同窓会に行かないと言ったら捜索されました

「なまえちゃんもとうとう成人式か。早いわね」
「あっという間でした。まあ、成人式とか出ないですけどね。」
「え、なんで!?晴れ着着ないの?」

「前撮りで十分です。…ああいうの、興味ないので。」


先輩とランチを食べてオフィスまで戻る道中、着物屋さんのショーウィンドウを眺めながら先輩は言った。高いビルのモニターには今日も元・クラスメイトの活躍が映し出されている。
興味がないとは言ったけど、本当のところは会いたくないからだ。輝かしい功績を次々とあげる元クラスメイトのみんなに。私は、ヒーローになりきれなかったただのOLだから。

どこの会社でもあの雄英高校ヒーロー科在籍中だ、といえば「なぜヒーローにならなかったのだ」と言われた。責められているわけではないのに崖っぷちに立たされているような気持ちになって、唯一それを聞かれなかった今の会社に即決した。

高校を卒業してすぐに、LINEのグループは退会した。
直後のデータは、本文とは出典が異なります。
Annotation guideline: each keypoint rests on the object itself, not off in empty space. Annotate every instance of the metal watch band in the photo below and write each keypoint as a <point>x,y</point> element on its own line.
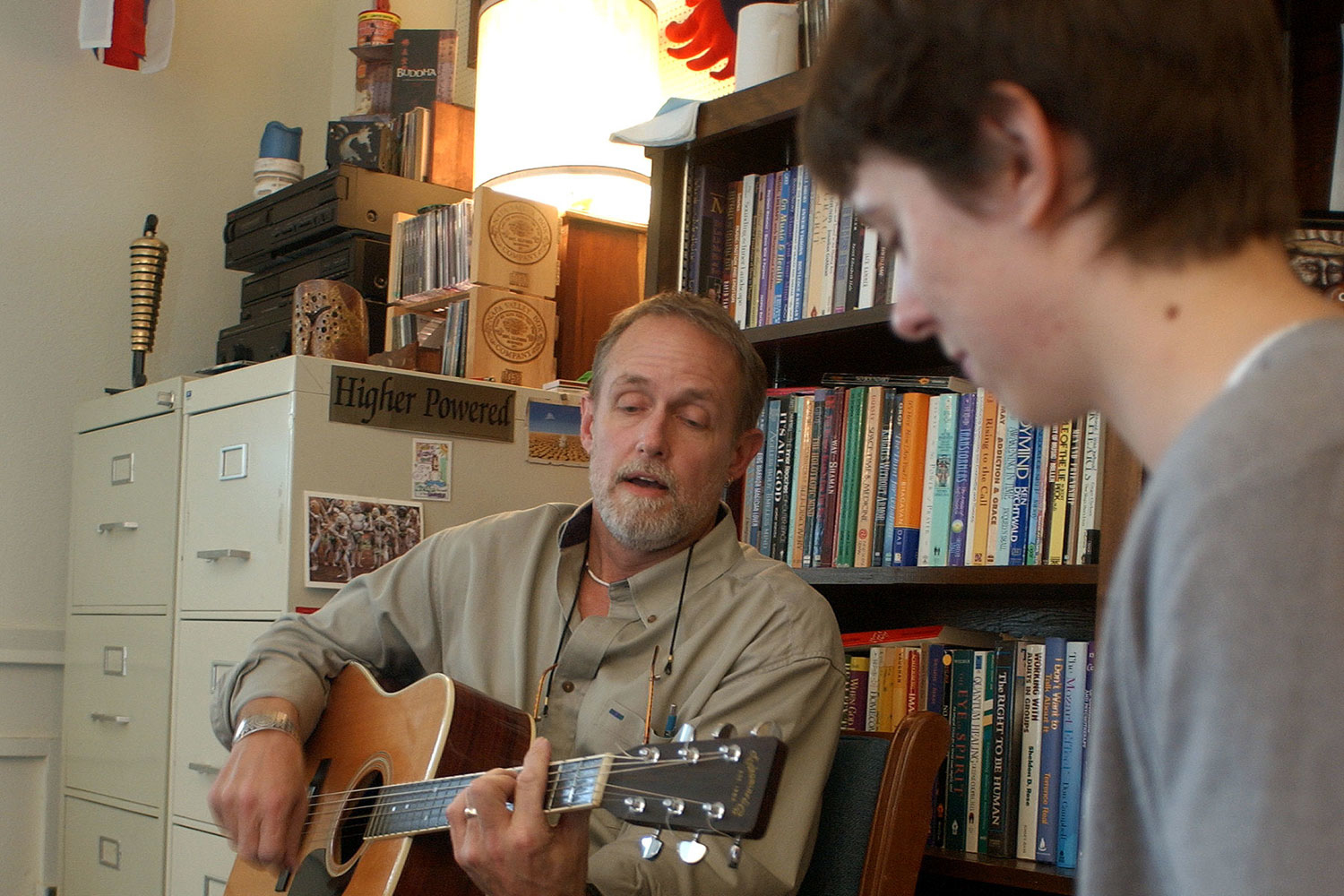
<point>265,721</point>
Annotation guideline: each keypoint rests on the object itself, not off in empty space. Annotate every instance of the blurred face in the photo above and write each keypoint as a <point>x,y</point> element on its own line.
<point>660,435</point>
<point>981,284</point>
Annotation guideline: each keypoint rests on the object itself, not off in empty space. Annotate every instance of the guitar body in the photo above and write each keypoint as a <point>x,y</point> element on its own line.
<point>368,737</point>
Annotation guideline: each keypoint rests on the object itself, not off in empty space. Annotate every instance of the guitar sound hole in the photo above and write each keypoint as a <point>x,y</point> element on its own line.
<point>355,817</point>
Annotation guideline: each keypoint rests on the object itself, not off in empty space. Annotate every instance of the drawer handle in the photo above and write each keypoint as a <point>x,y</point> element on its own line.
<point>108,716</point>
<point>113,527</point>
<point>223,552</point>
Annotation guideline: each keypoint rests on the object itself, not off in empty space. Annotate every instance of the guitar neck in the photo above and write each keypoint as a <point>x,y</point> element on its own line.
<point>418,807</point>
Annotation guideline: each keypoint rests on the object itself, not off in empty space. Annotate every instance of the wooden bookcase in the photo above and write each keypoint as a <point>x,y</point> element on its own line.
<point>753,132</point>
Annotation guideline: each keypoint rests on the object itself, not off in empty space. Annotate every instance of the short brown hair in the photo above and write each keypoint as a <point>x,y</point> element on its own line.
<point>711,319</point>
<point>1183,107</point>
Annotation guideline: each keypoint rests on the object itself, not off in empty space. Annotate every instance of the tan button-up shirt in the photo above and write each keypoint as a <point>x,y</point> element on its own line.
<point>487,603</point>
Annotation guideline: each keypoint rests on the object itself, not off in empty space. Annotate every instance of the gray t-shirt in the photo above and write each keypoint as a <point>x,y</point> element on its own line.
<point>486,603</point>
<point>1214,758</point>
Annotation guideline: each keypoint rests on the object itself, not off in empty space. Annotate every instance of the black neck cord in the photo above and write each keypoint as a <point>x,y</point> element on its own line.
<point>569,616</point>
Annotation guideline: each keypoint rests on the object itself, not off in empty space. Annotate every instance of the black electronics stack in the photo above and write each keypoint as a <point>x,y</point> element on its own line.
<point>332,226</point>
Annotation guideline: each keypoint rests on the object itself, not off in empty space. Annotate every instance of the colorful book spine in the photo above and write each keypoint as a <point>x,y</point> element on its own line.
<point>855,694</point>
<point>866,509</point>
<point>1070,754</point>
<point>976,766</point>
<point>1089,500</point>
<point>938,487</point>
<point>961,478</point>
<point>910,462</point>
<point>1000,813</point>
<point>1031,670</point>
<point>851,474</point>
<point>1051,742</point>
<point>959,751</point>
<point>1023,469</point>
<point>886,474</point>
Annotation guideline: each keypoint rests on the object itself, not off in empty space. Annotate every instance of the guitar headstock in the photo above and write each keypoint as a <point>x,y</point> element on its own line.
<point>712,786</point>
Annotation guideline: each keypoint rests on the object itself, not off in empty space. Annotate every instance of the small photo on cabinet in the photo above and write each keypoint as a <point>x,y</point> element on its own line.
<point>349,535</point>
<point>553,435</point>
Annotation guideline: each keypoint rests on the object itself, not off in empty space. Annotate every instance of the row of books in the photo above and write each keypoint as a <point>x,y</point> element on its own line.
<point>914,470</point>
<point>433,250</point>
<point>1018,710</point>
<point>777,247</point>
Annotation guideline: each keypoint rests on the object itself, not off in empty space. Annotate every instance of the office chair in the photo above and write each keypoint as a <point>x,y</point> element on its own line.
<point>875,810</point>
個別に来た連絡はちょこちょこ返したりしていたけど、あれから早2年、誰一人として一度も会っていない。
東京という街に出てきている人はいるはずなのに、見かけたことも一度もない。それほどに、東京という街は狭いようで広いのだ。

会社に戻って今ではもうすっかり仲良くなったパソコンを開く。新着1件のメールは、「雄英高校同窓会のお知らせ」というタイトルのメッセージだった。パソコンのメールアドレスは変えてないから送られてきてしまうのか。
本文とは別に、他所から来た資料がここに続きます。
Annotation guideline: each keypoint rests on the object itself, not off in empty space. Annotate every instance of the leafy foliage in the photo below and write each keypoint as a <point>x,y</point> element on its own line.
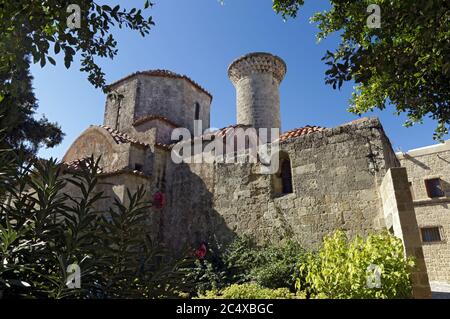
<point>404,63</point>
<point>44,229</point>
<point>23,132</point>
<point>270,266</point>
<point>40,30</point>
<point>340,269</point>
<point>35,27</point>
<point>251,291</point>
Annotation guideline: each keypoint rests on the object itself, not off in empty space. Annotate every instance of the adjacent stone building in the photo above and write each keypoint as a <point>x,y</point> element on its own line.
<point>347,177</point>
<point>429,179</point>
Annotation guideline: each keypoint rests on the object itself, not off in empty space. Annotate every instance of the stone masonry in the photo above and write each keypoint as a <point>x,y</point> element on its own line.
<point>328,178</point>
<point>432,162</point>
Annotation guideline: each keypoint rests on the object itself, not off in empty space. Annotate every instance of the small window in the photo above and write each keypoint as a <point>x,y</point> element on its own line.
<point>431,234</point>
<point>411,189</point>
<point>286,176</point>
<point>197,111</point>
<point>434,187</point>
<point>282,180</point>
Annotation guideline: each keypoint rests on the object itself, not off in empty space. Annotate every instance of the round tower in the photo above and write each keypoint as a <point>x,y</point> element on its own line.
<point>256,77</point>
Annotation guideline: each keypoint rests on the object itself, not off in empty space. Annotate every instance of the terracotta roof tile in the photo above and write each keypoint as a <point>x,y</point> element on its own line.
<point>125,171</point>
<point>78,163</point>
<point>162,73</point>
<point>299,132</point>
<point>120,137</point>
<point>147,118</point>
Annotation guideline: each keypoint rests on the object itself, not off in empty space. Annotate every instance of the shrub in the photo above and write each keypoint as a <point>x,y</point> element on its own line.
<point>341,268</point>
<point>43,230</point>
<point>278,265</point>
<point>250,291</point>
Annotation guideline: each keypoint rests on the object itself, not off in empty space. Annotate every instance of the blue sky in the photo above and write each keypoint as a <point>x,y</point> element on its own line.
<point>200,38</point>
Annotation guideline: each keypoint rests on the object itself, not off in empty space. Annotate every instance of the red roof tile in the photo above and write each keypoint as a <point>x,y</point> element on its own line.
<point>120,137</point>
<point>147,118</point>
<point>299,132</point>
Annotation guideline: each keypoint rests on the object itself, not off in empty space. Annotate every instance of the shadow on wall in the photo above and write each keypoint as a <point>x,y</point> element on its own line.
<point>189,218</point>
<point>416,161</point>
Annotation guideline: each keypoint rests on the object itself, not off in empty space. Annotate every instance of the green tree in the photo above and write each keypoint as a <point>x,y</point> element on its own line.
<point>405,62</point>
<point>36,27</point>
<point>40,30</point>
<point>23,132</point>
<point>348,269</point>
<point>43,230</point>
すぐさま「不参加」の旨を返信し、今日中に終わらせなきゃいけない山積みのタスクに取り掛かった。


◇◇◇



12月に入り、街はすっかりクリスマス一色。

キラキラの空気に浮き足立つのをグッと堪えるように、足元に力を入れた。年末にかけて忙しくなる環境に去年は焦ってしょうがなかったけど、今年は去年よりも落ち着いて新しい年を迎えられそうだ。
たまには美味しいご飯でも買って帰ろうかな、と歩き出した時だった。ピコン、とマナーモードにし忘れていたスマホが音を立てる。


『なまえちゃん、なんで同窓会出ないん?』

もしかしたら来るかもしれない、と思っていたメッセージが今日、想像通りの人から想像通りの文面で届いた。思わず溜息が溢れそうになる。だって、会ってどうするの。
私はヒーローじゃないから仕事の話なんてできないし、もう高校生の時の思い出なんて忘れてしまった。私に会っても楽しくないよ。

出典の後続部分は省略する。